See--the white, sleeping figures move. The ground breaks in long, ugly cracks. Stones are up-heaved, and trembling green lights flicker where once sacred altars stood. Slowly, forms, something like human, stand here and there, uncertain of themselves and each other, as with ghastly eyes they doubtingly peer into the darkness. Then, with noiseless steps, they approach and touch each other, stepping from side to side, as again and again a figure rises from the ground. At last, there are hundreds of these grim phantoms. Gradually, life seems to grow brighter in their faces. At last, they even smile; and then, behold, they are as human-looking as the pale, unyielding moon will let them look.

“Ye hopeless--hear me! A warrior whom I love shall come to pluck the weeping cypress; if he trembles, seduce his better soul from him, and with all your earthly charms, strive to destroy him. Rejoice--rejoice--for thou knowest whither I would lead him.”

Again with his light, solemn step he passed away--his hands now clasped within each other.

Suddenly the weird figures seemed to shudder, as with evil eyes they marked the warrior’s fearful coming. Hiding behind pillars and broken stones they watched him. He hesitated--then came forward. Then again he stopped. At last he stood near the cypress, which waved above the tomb of the abbess. But as he stretched his hand to pluck the fatal branch, he looked upon the statue of that abbess, and the face seemed as the face of his mother, wrathful and angry. He fell back stunned and speechless.

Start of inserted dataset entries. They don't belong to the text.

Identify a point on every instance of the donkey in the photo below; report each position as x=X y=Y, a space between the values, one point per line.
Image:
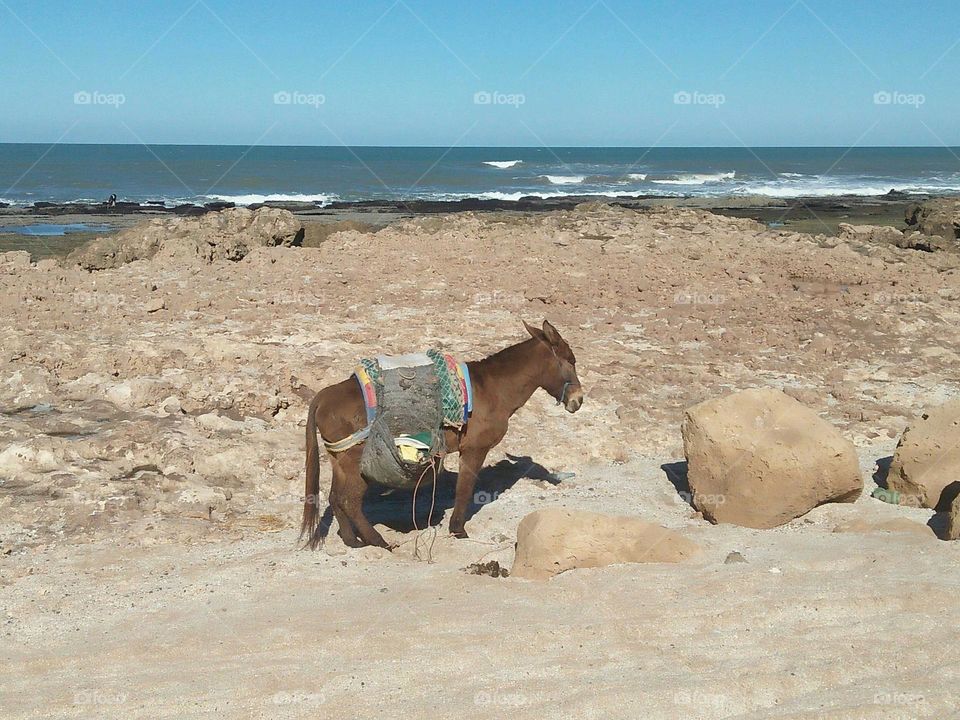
x=502 y=383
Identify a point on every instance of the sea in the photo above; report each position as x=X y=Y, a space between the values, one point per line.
x=175 y=174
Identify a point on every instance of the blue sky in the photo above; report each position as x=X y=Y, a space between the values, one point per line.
x=444 y=72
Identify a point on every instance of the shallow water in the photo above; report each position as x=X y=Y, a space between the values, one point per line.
x=202 y=173
x=53 y=229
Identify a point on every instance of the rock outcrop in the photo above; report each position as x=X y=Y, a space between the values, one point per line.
x=870 y=233
x=759 y=458
x=553 y=540
x=953 y=520
x=226 y=235
x=939 y=217
x=926 y=465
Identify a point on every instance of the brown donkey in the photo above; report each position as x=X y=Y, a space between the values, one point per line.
x=502 y=383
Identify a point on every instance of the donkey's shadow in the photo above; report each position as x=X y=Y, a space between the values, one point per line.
x=395 y=508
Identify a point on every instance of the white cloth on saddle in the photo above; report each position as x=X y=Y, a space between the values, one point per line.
x=392 y=362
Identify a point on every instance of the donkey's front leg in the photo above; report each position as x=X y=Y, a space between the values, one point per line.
x=471 y=461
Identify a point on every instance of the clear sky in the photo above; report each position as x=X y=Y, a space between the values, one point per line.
x=450 y=72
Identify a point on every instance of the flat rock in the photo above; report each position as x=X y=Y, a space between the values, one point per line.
x=759 y=458
x=554 y=540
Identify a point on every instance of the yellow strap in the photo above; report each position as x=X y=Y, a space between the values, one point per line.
x=348 y=442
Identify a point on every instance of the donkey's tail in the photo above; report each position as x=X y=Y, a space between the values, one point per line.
x=311 y=490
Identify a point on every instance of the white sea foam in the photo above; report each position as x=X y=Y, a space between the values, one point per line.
x=695 y=179
x=564 y=179
x=253 y=199
x=502 y=164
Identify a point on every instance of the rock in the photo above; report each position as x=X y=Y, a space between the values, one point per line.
x=870 y=233
x=14 y=261
x=155 y=305
x=936 y=217
x=926 y=465
x=868 y=526
x=925 y=243
x=759 y=458
x=553 y=540
x=226 y=235
x=953 y=520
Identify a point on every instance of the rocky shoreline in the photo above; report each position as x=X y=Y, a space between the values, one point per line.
x=809 y=215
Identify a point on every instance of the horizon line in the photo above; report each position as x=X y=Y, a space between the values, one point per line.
x=505 y=147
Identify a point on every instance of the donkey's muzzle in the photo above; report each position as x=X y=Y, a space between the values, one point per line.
x=574 y=400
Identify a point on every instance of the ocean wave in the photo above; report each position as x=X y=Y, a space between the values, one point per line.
x=695 y=178
x=502 y=164
x=253 y=199
x=518 y=194
x=564 y=179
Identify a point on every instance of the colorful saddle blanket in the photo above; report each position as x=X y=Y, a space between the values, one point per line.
x=409 y=400
x=452 y=378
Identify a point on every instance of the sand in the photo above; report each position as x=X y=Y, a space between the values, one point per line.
x=151 y=453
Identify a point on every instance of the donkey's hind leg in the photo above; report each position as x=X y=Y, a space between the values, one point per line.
x=350 y=487
x=338 y=490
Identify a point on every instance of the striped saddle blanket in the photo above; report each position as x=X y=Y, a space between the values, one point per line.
x=410 y=400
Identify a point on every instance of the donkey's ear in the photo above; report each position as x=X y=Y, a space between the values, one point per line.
x=551 y=334
x=535 y=333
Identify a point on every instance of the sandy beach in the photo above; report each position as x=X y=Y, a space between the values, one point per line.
x=152 y=475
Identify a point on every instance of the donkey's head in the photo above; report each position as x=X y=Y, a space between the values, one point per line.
x=559 y=372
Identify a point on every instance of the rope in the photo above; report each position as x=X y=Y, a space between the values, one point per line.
x=436 y=460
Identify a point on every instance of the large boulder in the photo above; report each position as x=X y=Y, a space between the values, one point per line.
x=226 y=235
x=553 y=540
x=926 y=465
x=759 y=458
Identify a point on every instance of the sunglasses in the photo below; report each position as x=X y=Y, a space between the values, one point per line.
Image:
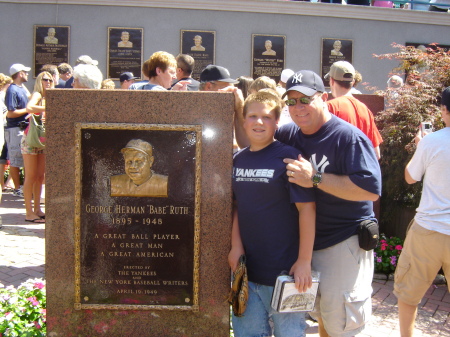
x=302 y=100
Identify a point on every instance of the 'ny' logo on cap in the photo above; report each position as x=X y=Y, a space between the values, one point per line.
x=297 y=78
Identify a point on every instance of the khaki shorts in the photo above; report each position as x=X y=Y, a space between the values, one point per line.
x=423 y=254
x=344 y=300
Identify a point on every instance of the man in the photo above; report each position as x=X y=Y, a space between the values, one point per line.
x=185 y=67
x=16 y=100
x=214 y=78
x=340 y=164
x=125 y=43
x=83 y=59
x=198 y=44
x=126 y=79
x=336 y=51
x=144 y=81
x=347 y=107
x=65 y=72
x=427 y=243
x=53 y=70
x=50 y=38
x=140 y=180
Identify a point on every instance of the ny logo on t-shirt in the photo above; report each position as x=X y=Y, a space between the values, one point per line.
x=322 y=164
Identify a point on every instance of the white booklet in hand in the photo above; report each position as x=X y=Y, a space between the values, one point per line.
x=286 y=298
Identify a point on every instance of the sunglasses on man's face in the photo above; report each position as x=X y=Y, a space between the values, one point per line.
x=302 y=100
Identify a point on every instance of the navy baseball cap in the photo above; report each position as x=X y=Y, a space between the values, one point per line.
x=305 y=81
x=216 y=73
x=127 y=76
x=445 y=99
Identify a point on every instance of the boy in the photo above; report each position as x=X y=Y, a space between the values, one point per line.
x=274 y=233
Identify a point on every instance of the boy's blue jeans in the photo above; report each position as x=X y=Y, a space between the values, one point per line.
x=255 y=322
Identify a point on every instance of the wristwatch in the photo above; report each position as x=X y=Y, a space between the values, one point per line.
x=317 y=179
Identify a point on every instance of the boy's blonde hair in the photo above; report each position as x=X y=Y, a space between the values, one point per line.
x=270 y=99
x=262 y=82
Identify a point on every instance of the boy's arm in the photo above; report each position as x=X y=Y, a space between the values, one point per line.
x=307 y=227
x=237 y=248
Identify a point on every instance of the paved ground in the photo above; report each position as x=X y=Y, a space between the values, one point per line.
x=22 y=256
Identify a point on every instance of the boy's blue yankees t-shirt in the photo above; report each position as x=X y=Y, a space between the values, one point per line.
x=268 y=217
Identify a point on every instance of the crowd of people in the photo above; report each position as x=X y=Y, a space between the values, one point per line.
x=305 y=176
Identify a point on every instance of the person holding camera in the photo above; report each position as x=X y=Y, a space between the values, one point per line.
x=34 y=157
x=427 y=245
x=16 y=99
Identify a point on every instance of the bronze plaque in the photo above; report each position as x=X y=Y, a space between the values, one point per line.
x=51 y=46
x=137 y=216
x=201 y=45
x=125 y=50
x=268 y=55
x=334 y=50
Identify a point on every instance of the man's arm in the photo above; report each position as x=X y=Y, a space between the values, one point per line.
x=377 y=152
x=307 y=228
x=408 y=177
x=338 y=185
x=237 y=248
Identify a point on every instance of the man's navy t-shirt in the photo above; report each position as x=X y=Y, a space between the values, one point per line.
x=339 y=148
x=268 y=217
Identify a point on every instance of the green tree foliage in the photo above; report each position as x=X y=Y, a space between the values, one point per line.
x=427 y=74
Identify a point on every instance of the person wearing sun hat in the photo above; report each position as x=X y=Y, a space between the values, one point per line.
x=345 y=106
x=16 y=99
x=339 y=163
x=214 y=77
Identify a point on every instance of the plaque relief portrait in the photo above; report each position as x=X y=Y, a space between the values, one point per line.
x=139 y=179
x=268 y=55
x=198 y=44
x=333 y=50
x=269 y=50
x=50 y=38
x=125 y=40
x=336 y=51
x=51 y=46
x=125 y=51
x=201 y=45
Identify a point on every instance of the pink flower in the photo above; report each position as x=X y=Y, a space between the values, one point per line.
x=33 y=300
x=39 y=285
x=393 y=260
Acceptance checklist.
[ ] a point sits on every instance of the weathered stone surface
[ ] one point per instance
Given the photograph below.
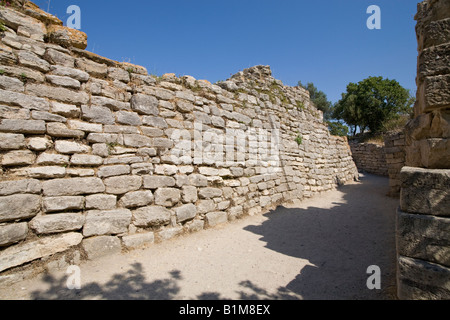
(138, 240)
(52, 159)
(423, 237)
(60, 130)
(57, 223)
(111, 171)
(30, 186)
(11, 141)
(59, 204)
(167, 197)
(31, 60)
(12, 233)
(72, 187)
(168, 233)
(22, 126)
(129, 118)
(101, 246)
(155, 182)
(151, 216)
(70, 72)
(101, 201)
(97, 114)
(189, 194)
(57, 57)
(24, 101)
(215, 218)
(208, 193)
(425, 191)
(71, 147)
(17, 255)
(144, 104)
(63, 81)
(86, 160)
(28, 25)
(18, 158)
(67, 37)
(136, 199)
(59, 94)
(137, 141)
(107, 222)
(122, 184)
(422, 280)
(43, 172)
(39, 144)
(185, 212)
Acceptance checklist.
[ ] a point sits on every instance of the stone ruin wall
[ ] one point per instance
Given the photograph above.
(423, 219)
(97, 156)
(384, 159)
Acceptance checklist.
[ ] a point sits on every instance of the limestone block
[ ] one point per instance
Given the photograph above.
(60, 130)
(18, 158)
(66, 37)
(101, 201)
(10, 141)
(111, 171)
(52, 159)
(97, 114)
(72, 186)
(421, 280)
(22, 253)
(86, 160)
(138, 240)
(57, 223)
(423, 237)
(167, 197)
(101, 246)
(145, 104)
(122, 184)
(31, 186)
(185, 212)
(59, 204)
(71, 147)
(12, 233)
(208, 193)
(106, 222)
(155, 182)
(213, 219)
(77, 74)
(136, 199)
(22, 126)
(425, 191)
(60, 94)
(151, 216)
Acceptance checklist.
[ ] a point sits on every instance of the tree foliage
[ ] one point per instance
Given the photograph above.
(319, 98)
(371, 103)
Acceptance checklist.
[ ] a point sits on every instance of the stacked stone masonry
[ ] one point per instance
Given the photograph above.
(97, 155)
(423, 219)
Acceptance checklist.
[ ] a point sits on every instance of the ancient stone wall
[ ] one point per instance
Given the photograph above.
(423, 223)
(97, 155)
(370, 157)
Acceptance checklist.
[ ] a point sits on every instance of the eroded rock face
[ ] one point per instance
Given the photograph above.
(96, 150)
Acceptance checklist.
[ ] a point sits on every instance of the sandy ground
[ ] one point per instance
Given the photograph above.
(317, 249)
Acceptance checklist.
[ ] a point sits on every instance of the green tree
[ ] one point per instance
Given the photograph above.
(372, 103)
(319, 98)
(337, 128)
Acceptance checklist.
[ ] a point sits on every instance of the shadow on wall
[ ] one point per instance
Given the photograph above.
(340, 243)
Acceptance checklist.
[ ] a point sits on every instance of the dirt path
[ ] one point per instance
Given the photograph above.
(318, 249)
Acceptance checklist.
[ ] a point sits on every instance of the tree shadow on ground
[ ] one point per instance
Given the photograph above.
(130, 285)
(340, 243)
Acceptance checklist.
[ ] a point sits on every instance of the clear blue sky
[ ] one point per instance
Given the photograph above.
(325, 42)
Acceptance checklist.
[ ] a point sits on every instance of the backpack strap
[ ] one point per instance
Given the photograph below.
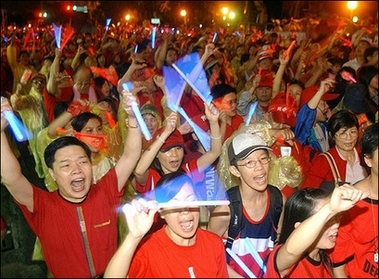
(235, 215)
(333, 167)
(276, 208)
(276, 202)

Then out trooped the living-dead--their features no longer ghastly, but full of wicked, sensuous life. They surrounded him; they tempted him; in a circling band they drew him to the fatal cypress. Yet he hesitated. Then they held to him a golden cup, brimming with delicious wine. Drinking it, again the evil look was in their faces. But when he returned the cup, they smiled again.

At last he plucked the branch, and held it in his hand.

Then the faces turned again to hopeless death. The figures screamed in their joy about him--loudly and more loud.

While he--his heart now failing him--shrank down upon the ground and hid his eyes with his hands--one of which still clasped the terrible cypress branch.